Was Alberndorf vor der Pause gut im Griff hatte, kippte nach dem Seitenwechsel wieder. Lang sagte offen, dass Schönau "wieder besser ins Spiel gekommen" sei und seine Mannschaft die Ordnung verloren habe und nicht mehr so aktiv am Ball war , wie in der ersten Halbzeit. Genau das spiegelte sich auch im Ausgleich wider. In der 54. Minute traf Justin Joachim Himmelbauer zum 2:2, und Lang sprach dabei von einem Abstimmungsfehler in der Hintermannschaft: "Da waren wir auch wieder nicht ganz munter." Trotzdem kam Alberndorf noch einmal zurück. In der 71. Minute stellte Rafael Danninger auf 3:2, wobei Lang die Entstehung als "diskussionswürdig" beschrieb, weil dem Treffer ein Elfmeter vorausging. Lange sah es danach so aus, als würden die Gastgeber den Vorsprung doch noch ins Ziel bringen. In der Nachspielzeit kam Schönau aber noch einmal zurück. Wieder war es Justin Joachim Himmelbauer, der in der 91. Minute zum 3:3 traf.

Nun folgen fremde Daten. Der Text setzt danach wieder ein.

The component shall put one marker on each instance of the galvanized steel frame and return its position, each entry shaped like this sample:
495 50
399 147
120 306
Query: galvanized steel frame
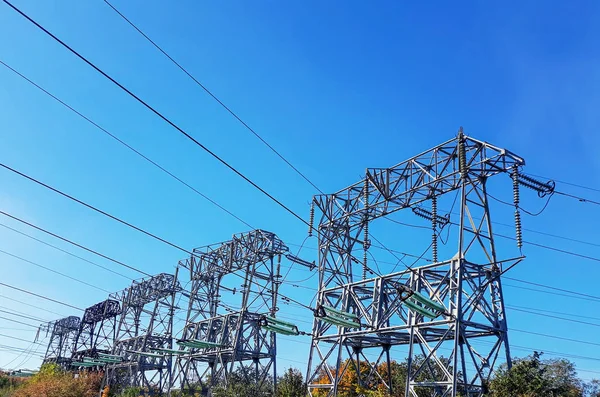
470 289
154 298
241 343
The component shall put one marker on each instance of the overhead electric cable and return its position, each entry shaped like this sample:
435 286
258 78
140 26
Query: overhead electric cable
17 321
64 251
30 305
73 243
53 271
40 296
125 144
156 112
212 95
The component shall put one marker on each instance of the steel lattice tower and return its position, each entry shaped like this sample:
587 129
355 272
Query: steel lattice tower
97 330
219 338
63 334
144 334
356 316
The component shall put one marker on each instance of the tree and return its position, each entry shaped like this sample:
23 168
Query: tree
51 381
533 376
241 383
291 384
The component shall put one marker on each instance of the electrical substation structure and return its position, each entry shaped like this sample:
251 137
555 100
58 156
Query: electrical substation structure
141 354
220 340
63 334
449 308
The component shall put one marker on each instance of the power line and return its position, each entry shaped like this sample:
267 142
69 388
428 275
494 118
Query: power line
21 314
555 312
73 243
564 182
53 271
16 321
40 296
34 306
555 337
581 199
64 251
554 288
115 219
125 144
558 317
154 236
212 95
157 113
23 340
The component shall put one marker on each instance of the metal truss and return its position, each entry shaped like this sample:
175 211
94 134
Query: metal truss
220 337
63 334
369 316
97 330
144 334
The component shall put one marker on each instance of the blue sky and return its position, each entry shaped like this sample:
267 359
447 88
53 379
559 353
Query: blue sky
335 87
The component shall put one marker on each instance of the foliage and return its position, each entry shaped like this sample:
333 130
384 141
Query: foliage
9 384
533 376
291 384
243 384
51 381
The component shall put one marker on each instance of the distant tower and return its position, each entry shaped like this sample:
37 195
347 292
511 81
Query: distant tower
144 335
96 332
63 334
451 308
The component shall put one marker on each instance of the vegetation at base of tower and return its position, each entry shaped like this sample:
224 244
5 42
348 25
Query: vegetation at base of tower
532 376
51 381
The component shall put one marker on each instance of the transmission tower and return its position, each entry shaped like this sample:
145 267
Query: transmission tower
141 354
96 333
230 336
63 334
454 305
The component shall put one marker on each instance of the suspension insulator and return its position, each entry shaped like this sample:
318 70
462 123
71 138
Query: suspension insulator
366 242
462 155
434 228
540 187
518 230
311 220
516 200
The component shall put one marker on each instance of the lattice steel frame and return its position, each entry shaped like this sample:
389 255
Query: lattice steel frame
63 334
153 297
255 257
470 289
97 329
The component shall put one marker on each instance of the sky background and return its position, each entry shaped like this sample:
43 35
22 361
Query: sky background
336 87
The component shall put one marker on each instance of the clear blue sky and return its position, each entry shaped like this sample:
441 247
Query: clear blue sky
334 86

Auch in der Analyse nach dem Spiel machte Lang einen klaren Unterschied zwischen den beiden Richtungen im Spiel seiner Mannschaft. "Grundsätzlich hat das Spiel nach vorne schon besser funktioniert", sagte er und verwies vor allem auf die erste Halbzeit, in der Alberndorf schnell in die Tiefe gekommen sei und das Spiel gut verlagert habe. Gerade in dieser Phase erspielten sich die Gastgeber nicht nur die beiden Tore, sondern kamen laut Lang auch zu einigen weiteren Chancen. Gleichzeitig sprach der Trainer aber sehr deutlich an, wo er den größten Verbesserungsbedarf sieht. "Was wir besser machen müssen, ist, dass wir gegen den Ball genauer sind und wieder Kompakter verteidigen", sagte er. Genau dort machte Lang auch den Unterschied zur zweiten Halbzeit aus, als Schönau körperlich präsenter auftrat und mit seinen Offensivakteuren immer wieder Probleme bereitete. Der Coach beschrieb die Partie insgesamt als "offenen Schlagabtausch", in dem die Gäste in den Zweikämpfen nach der Pause Vorteile hatten.

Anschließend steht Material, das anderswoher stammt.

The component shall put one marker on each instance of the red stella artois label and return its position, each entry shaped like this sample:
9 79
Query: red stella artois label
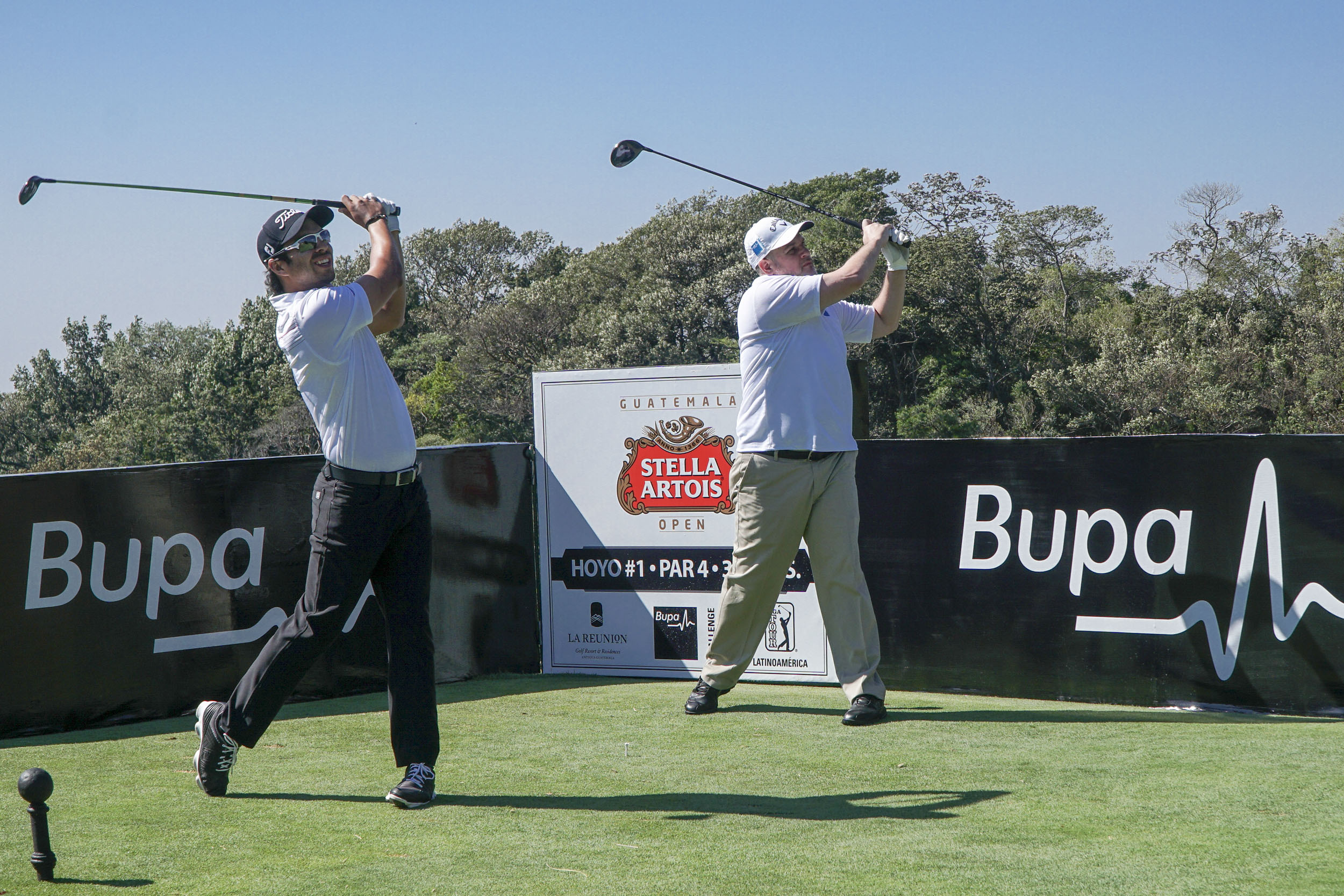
681 465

Trotz des späten Ausgleichs wollte Lang das 3:3 nicht größer machen, als es aus seiner Sicht war. "In Summe war es ein gerechtes Unentschieden", sagte der Trainer, weil beide Mannschaften ihre guten Phasen hatten und auch zu Chancen kamen. Seine Mannschaft sei vor allem in der ersten Halbzeit besser gewesen, die Union Schönau dafür nach der Pause spielbestimmender. Auch zum Unparteiischen fand Lang nach einem aus seiner Sicht schwierigen Nachmittag einen nüchternen Zugang. "In Summe hat er das gut gemacht in einem temporeichen Match." Für Alberndorf bleibt damit zumindest der erste Zähler der noch jungen Saison. "Wir sind froh, dass wir jetzt einmal angeschrieben haben und phasenweise schon gut mithalten können mit Top-Teams der Vorsaison", sagte Lang. Gleichzeitig schob er gleich nach, woran gearbeitet werden muss: "Wir müssen definitiv schauen, dass wir wieder besser gemeinsam und leidenschaftlicher verteidigen, um weniger Gegentore zu kassieren".